Twin parenthood: the midwife's role – a randomised controlled trial

Authors


Abstract

Objective

To determine whether a midwife-led intervention improved preparation for twin parenting and maternal psychosocial outcome.

Design

Randomised controlled trial.

Setting

Two maternity units in North East England.

Population

A cohort of 162 women with uncomplicated twin pregnancy.

Methods

Self-completion questionnaire at multiple time points.

Main outcome measures

The primary outcome was probable postnatal depression (measured with the Edinburgh Postnatal Depression Scale, EPDS) 26 weeks after delivery.

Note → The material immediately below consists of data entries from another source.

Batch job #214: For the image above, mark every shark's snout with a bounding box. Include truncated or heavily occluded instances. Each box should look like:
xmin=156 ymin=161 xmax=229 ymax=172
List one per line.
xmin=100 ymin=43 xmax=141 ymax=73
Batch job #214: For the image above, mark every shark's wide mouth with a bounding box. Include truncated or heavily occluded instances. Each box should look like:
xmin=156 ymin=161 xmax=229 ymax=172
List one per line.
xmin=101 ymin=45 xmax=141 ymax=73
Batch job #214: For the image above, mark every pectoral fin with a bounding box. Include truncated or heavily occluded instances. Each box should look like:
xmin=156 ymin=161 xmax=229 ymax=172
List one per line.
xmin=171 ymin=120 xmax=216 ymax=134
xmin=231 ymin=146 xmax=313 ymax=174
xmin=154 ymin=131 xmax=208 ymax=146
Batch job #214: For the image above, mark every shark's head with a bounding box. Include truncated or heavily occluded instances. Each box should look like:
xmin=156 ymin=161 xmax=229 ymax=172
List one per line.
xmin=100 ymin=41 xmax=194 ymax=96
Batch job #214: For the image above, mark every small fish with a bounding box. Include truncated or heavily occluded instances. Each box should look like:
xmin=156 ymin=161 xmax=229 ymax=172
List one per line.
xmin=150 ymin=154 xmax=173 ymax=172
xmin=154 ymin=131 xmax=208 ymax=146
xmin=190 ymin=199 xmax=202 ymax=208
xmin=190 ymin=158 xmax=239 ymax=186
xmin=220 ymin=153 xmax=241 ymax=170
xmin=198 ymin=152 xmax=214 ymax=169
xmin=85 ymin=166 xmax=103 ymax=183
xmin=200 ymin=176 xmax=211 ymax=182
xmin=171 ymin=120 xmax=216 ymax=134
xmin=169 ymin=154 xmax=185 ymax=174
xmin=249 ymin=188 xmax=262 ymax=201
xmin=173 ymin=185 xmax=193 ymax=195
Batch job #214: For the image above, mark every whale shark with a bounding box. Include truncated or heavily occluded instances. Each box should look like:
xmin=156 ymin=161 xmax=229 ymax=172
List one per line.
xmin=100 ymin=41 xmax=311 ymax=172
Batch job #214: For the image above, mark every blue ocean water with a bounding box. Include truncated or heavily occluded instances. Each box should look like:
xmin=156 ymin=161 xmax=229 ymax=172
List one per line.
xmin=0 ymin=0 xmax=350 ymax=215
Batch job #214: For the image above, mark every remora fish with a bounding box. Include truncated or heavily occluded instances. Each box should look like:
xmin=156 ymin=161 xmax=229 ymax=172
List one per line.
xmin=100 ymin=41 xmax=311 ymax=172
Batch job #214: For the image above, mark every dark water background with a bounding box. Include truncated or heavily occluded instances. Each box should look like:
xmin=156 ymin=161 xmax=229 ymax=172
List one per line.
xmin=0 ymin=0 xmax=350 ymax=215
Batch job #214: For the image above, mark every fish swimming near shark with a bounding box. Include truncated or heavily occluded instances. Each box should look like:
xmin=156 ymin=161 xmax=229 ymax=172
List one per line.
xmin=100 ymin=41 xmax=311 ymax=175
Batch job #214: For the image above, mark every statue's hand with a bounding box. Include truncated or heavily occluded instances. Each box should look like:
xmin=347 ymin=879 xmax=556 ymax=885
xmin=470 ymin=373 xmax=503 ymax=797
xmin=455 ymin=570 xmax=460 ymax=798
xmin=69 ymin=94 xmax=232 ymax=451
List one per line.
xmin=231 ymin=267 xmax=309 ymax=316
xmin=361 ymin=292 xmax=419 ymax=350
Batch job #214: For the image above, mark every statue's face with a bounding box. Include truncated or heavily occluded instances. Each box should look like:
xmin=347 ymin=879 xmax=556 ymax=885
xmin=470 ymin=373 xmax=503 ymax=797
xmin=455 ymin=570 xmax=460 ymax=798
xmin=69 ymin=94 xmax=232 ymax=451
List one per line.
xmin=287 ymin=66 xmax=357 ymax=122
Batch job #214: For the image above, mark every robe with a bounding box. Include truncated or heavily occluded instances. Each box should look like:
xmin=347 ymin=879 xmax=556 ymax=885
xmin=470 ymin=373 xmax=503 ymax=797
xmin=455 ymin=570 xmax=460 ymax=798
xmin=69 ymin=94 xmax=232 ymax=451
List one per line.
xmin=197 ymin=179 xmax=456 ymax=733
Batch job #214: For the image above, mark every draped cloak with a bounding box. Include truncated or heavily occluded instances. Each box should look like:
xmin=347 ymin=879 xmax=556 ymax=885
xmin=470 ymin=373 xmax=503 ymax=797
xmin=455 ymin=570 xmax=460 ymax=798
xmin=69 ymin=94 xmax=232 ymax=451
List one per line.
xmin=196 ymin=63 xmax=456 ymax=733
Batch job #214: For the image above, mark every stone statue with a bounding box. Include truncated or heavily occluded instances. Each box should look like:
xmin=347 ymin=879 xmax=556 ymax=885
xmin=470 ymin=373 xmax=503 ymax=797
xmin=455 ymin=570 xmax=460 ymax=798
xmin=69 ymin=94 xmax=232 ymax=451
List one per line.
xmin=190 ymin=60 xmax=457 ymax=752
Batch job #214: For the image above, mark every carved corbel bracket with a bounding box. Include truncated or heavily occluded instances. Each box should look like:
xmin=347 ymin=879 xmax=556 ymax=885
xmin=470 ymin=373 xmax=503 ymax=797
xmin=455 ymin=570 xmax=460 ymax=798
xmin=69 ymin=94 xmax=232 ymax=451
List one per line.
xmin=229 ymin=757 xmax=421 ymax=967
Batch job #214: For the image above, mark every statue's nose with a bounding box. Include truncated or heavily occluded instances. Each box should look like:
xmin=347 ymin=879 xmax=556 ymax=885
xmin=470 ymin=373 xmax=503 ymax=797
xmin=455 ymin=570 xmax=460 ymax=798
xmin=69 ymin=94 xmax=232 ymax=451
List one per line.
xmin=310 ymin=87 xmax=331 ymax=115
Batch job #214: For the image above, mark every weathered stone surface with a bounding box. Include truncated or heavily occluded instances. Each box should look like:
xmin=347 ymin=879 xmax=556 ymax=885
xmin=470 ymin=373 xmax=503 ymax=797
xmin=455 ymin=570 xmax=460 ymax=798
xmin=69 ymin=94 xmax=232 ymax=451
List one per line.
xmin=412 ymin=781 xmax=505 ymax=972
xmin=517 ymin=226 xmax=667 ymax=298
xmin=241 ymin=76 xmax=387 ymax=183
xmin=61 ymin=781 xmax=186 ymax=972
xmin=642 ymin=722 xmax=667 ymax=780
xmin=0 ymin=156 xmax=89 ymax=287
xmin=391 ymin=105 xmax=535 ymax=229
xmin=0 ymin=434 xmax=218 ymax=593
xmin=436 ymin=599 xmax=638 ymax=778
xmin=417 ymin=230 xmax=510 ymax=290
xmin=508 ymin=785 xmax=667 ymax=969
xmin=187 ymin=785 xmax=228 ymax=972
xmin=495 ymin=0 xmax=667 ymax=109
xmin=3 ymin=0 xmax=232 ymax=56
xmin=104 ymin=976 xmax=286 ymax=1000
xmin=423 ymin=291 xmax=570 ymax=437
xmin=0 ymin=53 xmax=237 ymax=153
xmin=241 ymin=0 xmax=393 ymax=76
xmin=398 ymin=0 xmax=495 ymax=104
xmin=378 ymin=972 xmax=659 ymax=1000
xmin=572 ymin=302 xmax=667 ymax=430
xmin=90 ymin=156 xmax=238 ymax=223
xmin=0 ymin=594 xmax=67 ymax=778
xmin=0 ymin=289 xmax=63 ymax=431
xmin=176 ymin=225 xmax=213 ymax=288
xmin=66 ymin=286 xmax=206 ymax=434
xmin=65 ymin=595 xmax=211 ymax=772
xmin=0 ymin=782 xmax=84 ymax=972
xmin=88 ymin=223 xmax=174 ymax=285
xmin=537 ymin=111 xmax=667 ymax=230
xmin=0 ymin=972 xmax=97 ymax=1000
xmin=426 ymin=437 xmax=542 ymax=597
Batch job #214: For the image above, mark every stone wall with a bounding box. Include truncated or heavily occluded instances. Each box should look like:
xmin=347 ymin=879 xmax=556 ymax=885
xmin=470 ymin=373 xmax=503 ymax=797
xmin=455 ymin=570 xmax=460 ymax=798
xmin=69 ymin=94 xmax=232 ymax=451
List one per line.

Secondary outcomes included preparation for parenting, maternal anxiety, parenting stress, and maternal wellbeing.

Results

The mean maternal EPDS scores at 26 weeks after delivery were 5.4 (SD 4.5) in the twin intervention (TI) group and 6.9 (SD 5.5) in the twin control (TC) group, and the mean difference between the groups was 1.5 (95% confidence interval, 95% CI, −0.2 to 3.3). The relative risk (RR) of having probable depression in the TI group compared with the TC group at 26 weeks was 0.48 (95% CI 0.19–1.20) for mothers and 0.84 (95% CI 0.42–1.70) for fathers. There were no statistically significant differences in maternal anxiety or parenting stress. TI mothers reported increased maternal wellbeing, reaction to motherhood, family support, mood, and greater self-confidence 26 weeks after delivery, and felt more prepared for parenting.

Conclusion

As a result of the limited sample size, the study was unable to detect a difference in maternal depression using the maternal EPDS mean score. The antenatal preparation for parenting programme did not improve postnatal maternal anxiety or parenting stress; however, it did improve postnatal maternal wellbeing, mood, self-confidence, reaction to motherhood, and better prepared mothers to parent twin infants. Midwives have a key role in preparing mothers to parent twins.